Allstar organizasyonuna gelelim. Şimdi ben organizasyonun sporun oynanmadığı bir şehirde yapılması taraftarıyım. Belki bu sene olmaz ama seneye ya da ondan sonraki sene… mühim değil… Yeter ki bir gün bu organizasyon sporun yapılmadığı bir yerde gerçekleşsin…

Neden?

Tüm maçlarımız zaten sporun oynandığı şehirlerde vuku buluyor ve ne derece dikkat çektiğimiz göreceli olsa da ortada. Sporun gelişmesini istiyoruz, maç cdlerinin paylaşıma açılmasında “abi bu spor böyleee gelisir” diyoruz… ee bu spor başka şekillerde de gelişir… sırf “dur yahu bir de gazinin çekiminde nasıll cıkmışım fiyakalı görünüyor muyum du bakiyim indireyim su maçı nette oh kebap” diyerek değil.. ( tamam bu önemli bir mevzu ama ben dalgaya alıyorum )

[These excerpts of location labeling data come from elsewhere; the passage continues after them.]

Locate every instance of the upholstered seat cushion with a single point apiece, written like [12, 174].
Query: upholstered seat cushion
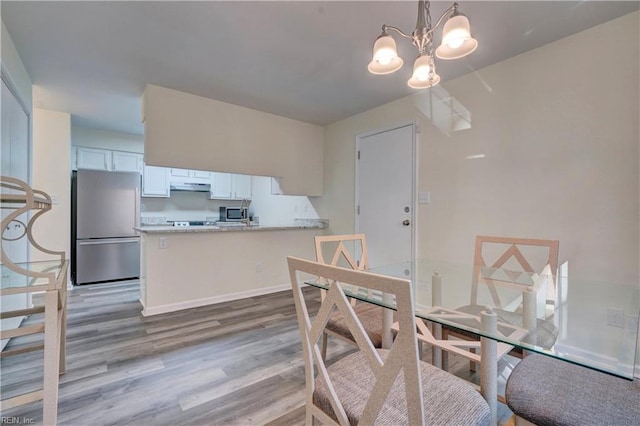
[546, 332]
[448, 400]
[547, 391]
[369, 315]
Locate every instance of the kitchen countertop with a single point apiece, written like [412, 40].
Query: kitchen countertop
[168, 229]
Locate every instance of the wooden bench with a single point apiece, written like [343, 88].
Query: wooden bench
[547, 391]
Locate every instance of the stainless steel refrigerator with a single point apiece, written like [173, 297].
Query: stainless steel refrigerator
[105, 209]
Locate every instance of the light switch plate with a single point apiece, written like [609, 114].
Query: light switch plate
[424, 197]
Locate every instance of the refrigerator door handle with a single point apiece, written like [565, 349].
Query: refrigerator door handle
[108, 241]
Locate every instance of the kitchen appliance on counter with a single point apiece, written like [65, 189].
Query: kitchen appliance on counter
[233, 214]
[105, 209]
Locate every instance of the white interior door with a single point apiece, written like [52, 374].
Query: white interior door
[385, 188]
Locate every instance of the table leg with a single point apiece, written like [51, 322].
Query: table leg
[436, 300]
[489, 363]
[529, 314]
[387, 322]
[52, 323]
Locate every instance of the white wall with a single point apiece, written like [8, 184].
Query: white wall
[52, 174]
[276, 210]
[230, 138]
[559, 128]
[96, 138]
[561, 148]
[13, 68]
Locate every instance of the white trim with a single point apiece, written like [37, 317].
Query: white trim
[414, 174]
[163, 309]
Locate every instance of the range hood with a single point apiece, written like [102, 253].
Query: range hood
[190, 186]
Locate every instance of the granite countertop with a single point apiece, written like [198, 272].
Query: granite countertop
[167, 229]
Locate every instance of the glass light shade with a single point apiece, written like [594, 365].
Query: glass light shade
[456, 39]
[385, 56]
[424, 73]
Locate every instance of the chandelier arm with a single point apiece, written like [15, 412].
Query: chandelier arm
[447, 13]
[389, 27]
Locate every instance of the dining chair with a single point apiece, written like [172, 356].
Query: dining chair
[357, 258]
[375, 386]
[522, 264]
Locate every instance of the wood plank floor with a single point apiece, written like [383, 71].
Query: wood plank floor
[236, 363]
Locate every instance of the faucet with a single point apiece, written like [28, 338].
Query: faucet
[245, 204]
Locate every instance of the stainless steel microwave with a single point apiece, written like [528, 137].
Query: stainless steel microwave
[233, 214]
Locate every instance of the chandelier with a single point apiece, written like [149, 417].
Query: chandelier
[456, 43]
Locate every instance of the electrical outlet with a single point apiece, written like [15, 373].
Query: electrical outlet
[615, 317]
[162, 242]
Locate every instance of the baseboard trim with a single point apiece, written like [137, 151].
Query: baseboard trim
[163, 309]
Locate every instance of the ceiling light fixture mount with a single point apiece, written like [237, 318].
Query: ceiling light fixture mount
[456, 43]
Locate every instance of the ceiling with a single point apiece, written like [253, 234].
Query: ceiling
[305, 60]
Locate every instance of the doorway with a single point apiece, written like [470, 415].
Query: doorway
[385, 193]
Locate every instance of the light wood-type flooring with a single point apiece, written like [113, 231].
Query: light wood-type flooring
[235, 363]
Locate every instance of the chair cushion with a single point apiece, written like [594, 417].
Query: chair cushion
[370, 317]
[546, 335]
[448, 400]
[547, 391]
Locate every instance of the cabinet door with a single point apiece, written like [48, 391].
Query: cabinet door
[220, 185]
[93, 158]
[155, 182]
[127, 162]
[200, 175]
[241, 185]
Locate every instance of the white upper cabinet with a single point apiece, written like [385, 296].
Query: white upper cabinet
[155, 181]
[105, 159]
[93, 158]
[191, 176]
[241, 186]
[220, 185]
[230, 186]
[127, 162]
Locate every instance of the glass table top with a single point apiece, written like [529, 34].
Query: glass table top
[593, 323]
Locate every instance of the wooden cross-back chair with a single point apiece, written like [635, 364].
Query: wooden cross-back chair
[371, 316]
[372, 386]
[514, 260]
[512, 268]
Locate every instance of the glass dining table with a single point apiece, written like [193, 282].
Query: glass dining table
[592, 323]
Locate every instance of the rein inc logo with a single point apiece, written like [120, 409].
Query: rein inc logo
[15, 420]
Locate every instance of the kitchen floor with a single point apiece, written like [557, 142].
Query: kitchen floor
[236, 363]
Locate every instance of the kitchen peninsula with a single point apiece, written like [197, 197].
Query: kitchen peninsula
[186, 267]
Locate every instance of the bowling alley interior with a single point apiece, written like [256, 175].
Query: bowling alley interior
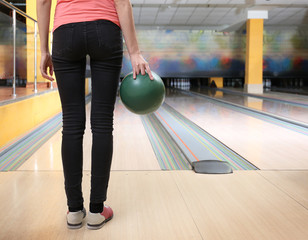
[225, 154]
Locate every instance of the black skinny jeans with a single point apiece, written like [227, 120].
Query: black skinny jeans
[102, 41]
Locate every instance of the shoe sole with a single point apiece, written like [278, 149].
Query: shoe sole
[98, 226]
[74, 226]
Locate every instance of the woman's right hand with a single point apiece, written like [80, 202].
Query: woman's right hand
[139, 64]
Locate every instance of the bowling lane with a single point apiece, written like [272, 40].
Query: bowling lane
[132, 148]
[264, 144]
[276, 106]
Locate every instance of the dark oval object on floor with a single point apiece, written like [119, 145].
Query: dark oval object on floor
[142, 95]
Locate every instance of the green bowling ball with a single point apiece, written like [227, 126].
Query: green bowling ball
[142, 95]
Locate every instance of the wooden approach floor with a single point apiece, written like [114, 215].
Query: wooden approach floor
[162, 205]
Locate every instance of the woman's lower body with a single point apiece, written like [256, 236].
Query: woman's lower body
[102, 41]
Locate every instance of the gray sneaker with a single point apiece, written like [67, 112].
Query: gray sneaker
[74, 219]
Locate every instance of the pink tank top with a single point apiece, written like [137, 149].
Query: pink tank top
[69, 11]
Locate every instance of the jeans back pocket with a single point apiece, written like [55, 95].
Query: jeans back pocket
[62, 39]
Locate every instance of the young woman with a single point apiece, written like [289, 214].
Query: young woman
[94, 28]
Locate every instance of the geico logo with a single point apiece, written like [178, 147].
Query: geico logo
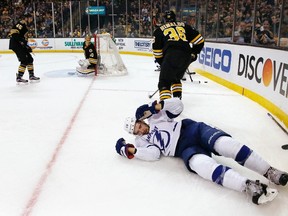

Örneğin alırsın all star maçını Gaziantep’e Diyarbakır’a Erzurum’a Trabzon’a Zonguldak’a Edirne’ye Çanakkale’ye Denizli’ye Kayseri’ye , sporun yapılmadığı alakasız bir yere… çağırırsın medya kuruluşlarını maça… abi bak su şehirde alakaya cay demliyoruz buyurun gelin çekin haber yapın güzel şekilde bizi resmedin çabalıyoruz çırpınıyoruz dersin… bak bakalım ana haber bültenleri magazinden ibaret olan kanallar klip havasında kaç dakika yayınlıyorlar bu görüntüleri…

Senelerdir zaten gazozuna oynadığımız al star maçının kendi minik egolarımızdan ziyade birbirimize bir faydasının dokunması için bu organizasyonun yeri de çok önemlidir. Ve eminim bu sporun yapılmadığı bir yerde bir kaç gün önceden yapılacak ufak bir reklam kampanyası maça diğer şehirlerdekinin aksine beklemediğimiz bir taraftar kitlesini de getirebilir.

Organizasyon anlamında annemiz kardeşimiz sevgilimizden başkalarının da dikkatini çekmiş oluruz, reklam yapılmış olur. Reklamın iyisi kötüsü olmaz keza bu bence gayet güzel bir reklam olur.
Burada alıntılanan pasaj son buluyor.